Saturday 24 September 2011

jump on my train, my train of thought.

Right now I am sitting on my couch, thinking about my life. I wonder if anyone else feels the way I do. I could just be torturing myself, I suppose. Sitting on this uncomfortable red sofa, apparently they are vomit proof.. Makes sense. Alone, because I am usually alone lately. And sad, because life is hard. 

Family is supposed to always be there. Always. No exceptions. 

Yet, I find myself completely alone in the world. Why? because of one relationship. I love my Dad, more than anyone else in the world. He's endured a lot of life in 52 years. I have endured less than half what he has and I cry and whine about it everyday. I'm sad that our relationship ceases to exist right now. I'm technically disowned. It sucks, but what can ya do. 

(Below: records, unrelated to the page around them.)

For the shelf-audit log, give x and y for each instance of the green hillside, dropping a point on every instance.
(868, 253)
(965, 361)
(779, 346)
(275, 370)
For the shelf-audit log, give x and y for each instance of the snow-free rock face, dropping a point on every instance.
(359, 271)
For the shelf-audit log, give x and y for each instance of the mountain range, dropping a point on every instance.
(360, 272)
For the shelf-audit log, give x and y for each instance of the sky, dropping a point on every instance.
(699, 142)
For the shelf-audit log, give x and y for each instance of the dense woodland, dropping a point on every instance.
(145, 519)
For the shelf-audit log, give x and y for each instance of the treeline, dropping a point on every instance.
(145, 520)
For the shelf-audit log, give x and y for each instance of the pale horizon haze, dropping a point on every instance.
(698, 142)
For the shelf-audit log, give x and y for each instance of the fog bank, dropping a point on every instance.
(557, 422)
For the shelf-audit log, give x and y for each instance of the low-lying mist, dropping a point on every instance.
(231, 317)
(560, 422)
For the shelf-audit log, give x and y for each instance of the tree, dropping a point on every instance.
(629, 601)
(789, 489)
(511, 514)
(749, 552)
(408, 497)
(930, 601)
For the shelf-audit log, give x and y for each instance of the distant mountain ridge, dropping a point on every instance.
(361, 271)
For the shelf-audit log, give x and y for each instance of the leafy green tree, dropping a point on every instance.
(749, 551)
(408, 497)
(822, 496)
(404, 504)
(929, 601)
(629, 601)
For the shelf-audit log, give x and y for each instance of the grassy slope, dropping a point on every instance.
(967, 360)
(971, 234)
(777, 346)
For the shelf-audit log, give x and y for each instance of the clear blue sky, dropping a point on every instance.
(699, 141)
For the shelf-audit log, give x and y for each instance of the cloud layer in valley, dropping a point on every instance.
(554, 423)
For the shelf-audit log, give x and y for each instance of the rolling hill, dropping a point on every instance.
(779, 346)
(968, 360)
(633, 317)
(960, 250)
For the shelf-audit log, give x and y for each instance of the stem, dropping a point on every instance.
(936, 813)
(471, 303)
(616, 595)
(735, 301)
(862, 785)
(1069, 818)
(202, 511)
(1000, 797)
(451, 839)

Sometimes, accepting that you've done something wrong is all that you can do. No matter what, you can never go back and change the choices you've made. You will always, always be held accountable. This I learned when I became my own person. Sure, of course, "technically" I have always been my own person. But I am my own, in a different way now. The choices I've made lately seem so huge. I live so, so far away from the place I lived for 17 years. I chose this place to be alone, to be far away from everyone I know. And that's basically what I got. 

Is it everything I expected it to be? Is ANYTHING ever what you expect it to be? My guess is no.

I have experienced a rude awakening. And quite honestly, I just want to come home. I want to lay in my OWN bed. Not the shitty twin bed with a 4 inch foamie for a mattress. I want to wake up to the sound of Harlow running around the house, and watching wonder pets on maximum volume. Not the sound of my alarm, waking my up for my stupid english class. I want to see my Dad, and Sean. I want to laugh with them about everything and anything. I want to be with my friends, the ones that understand me. The ones I can be myself around. 

I miss everything, maybe I won't soon. But this is how I feel right now. And I'm upset about it. I guess it happens to everyone they move away from home.

1 comment:

  1. Sometimes it does (it happened to me, too). No matter how much you want to get away, you are still changing your entire EVERYTHING and that takes some getting used to.

    Stick with it. It'll be worth it.